Cette remarque ne signifie nullement que la différence soit nécessairement ressentie comme anomalie, bizarrerie, exception voire, écart par rapport à la norme. On sait ce que Canguilhem en son temps avait pensé de cette fameuse norme qui fait plus partie d’un calcul statistique que d’un véritable équilibre biologique, sociologique ou psychologique. Un dernier point de vue est celui revendiqué par tous ceux qui raisonnent en termes de risques pour la société, la solidité de la famille ou danger de débordements de tous ordres inaccessibles à toute tentative de rééquilibrage pour l’enfant par les instances sociales, éducationnelles ou familiales, sinon religieuses. Cette restriction me semble devoir être relue et considérée à la lumière du taux formidable pour des sociétés « équilibrées » de divorces au sein même et surtout des familles considérée comme « normales » et qui se détruisent ou s’autodétruisent soit officiellement par le divorce, soit plus officieusement, dans la sphère privée par la séparation, même entre personnes dites « âgées » ce qui constitue un phénomène nouveau dans notre société.

Indépendance

Il est sans doute à mettre sur le compte de l’épanouissement et de la prise d’indépendance de plus en plus radicale et visible de la femme, remise en selle par les instances sociétales sous les auspices de la justice, de l’égalité, de l’autonomie et d’une certaine prise de pouvoir ou du partage de ce dernier avec le dominant statutaire, archaïque, physique sinon moral ou mental de la personnalité masculine.
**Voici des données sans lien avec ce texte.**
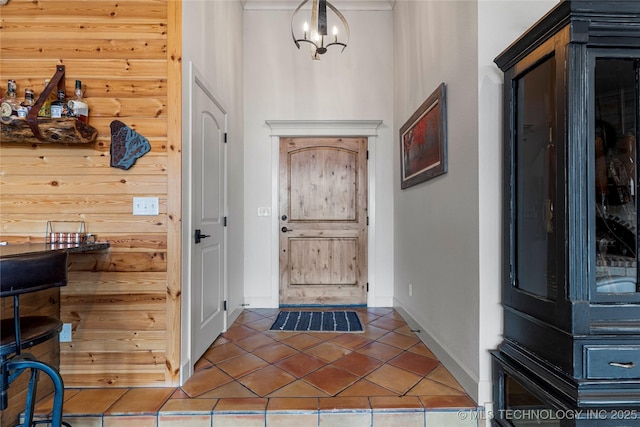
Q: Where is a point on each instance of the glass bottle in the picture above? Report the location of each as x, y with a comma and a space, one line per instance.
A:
10, 103
58, 106
78, 108
28, 102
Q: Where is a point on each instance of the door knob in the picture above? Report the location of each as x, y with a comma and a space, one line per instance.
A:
200, 236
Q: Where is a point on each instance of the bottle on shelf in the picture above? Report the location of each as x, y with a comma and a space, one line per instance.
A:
78, 108
58, 107
10, 103
28, 102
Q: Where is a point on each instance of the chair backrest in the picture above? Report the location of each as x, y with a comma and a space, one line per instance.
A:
23, 273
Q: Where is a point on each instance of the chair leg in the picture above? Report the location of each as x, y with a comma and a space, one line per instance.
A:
31, 398
58, 389
4, 384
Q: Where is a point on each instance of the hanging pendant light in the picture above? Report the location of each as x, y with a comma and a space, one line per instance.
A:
316, 33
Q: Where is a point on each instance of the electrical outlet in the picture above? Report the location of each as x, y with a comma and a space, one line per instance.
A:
145, 206
65, 334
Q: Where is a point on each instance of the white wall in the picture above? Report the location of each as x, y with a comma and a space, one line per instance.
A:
448, 230
283, 83
212, 40
436, 222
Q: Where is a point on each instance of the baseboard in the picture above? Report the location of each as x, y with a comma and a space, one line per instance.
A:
253, 302
233, 315
466, 380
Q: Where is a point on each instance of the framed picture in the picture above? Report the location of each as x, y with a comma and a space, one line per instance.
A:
423, 141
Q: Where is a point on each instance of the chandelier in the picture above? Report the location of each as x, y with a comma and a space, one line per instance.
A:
316, 34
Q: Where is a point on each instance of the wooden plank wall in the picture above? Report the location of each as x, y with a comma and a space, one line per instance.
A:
123, 303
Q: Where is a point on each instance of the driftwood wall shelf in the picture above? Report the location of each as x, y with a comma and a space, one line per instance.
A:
67, 130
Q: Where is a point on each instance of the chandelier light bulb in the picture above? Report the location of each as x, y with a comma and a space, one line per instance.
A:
315, 33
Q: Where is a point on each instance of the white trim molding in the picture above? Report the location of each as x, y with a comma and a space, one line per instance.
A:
284, 128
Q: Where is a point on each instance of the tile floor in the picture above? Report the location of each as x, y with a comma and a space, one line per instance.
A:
251, 376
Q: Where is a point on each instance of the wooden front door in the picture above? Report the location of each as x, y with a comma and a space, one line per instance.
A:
323, 221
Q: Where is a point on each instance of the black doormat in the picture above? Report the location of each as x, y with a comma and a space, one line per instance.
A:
318, 321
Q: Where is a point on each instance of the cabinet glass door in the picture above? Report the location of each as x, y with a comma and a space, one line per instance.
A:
535, 181
616, 180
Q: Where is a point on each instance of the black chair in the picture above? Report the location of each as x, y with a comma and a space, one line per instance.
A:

Ces bouleversement dans le fonctionnement de la société justifient moins l’adhésion ou la neutralité envers le mariage des homosexuels qu’elles n’en expliquent l’attitude actuelle d’une majorité de plus en plus dense d’une société devenue plus libérale à mesure qu’elle ne peut que constater le laxisme ambiant, les combats pour la liberté et la prise de responsabilité des individus pour eux-mêmes et ceux dont ils ont accepté de prendre la charge.

Quels indicateurs ?

L’indicateur de cette évolution de la société pour davantage d’autonomie, de liberté, de disponibilité et de responsabilité sera le bienvenu quand des informations consistantes seront disponibles sur la comparaison entre le taux des divorces chez les couples hétéro et homosexuels. Encore faudra-t-il se méfier à ce moment-là des biais introduits par les mœurs et la tradition moins encline à considérer ou accepter la séparation des couples homo que celle de leurs contre-parts hétérosexuels. Une alléchante perspective pour les sociologues des prochains siècles.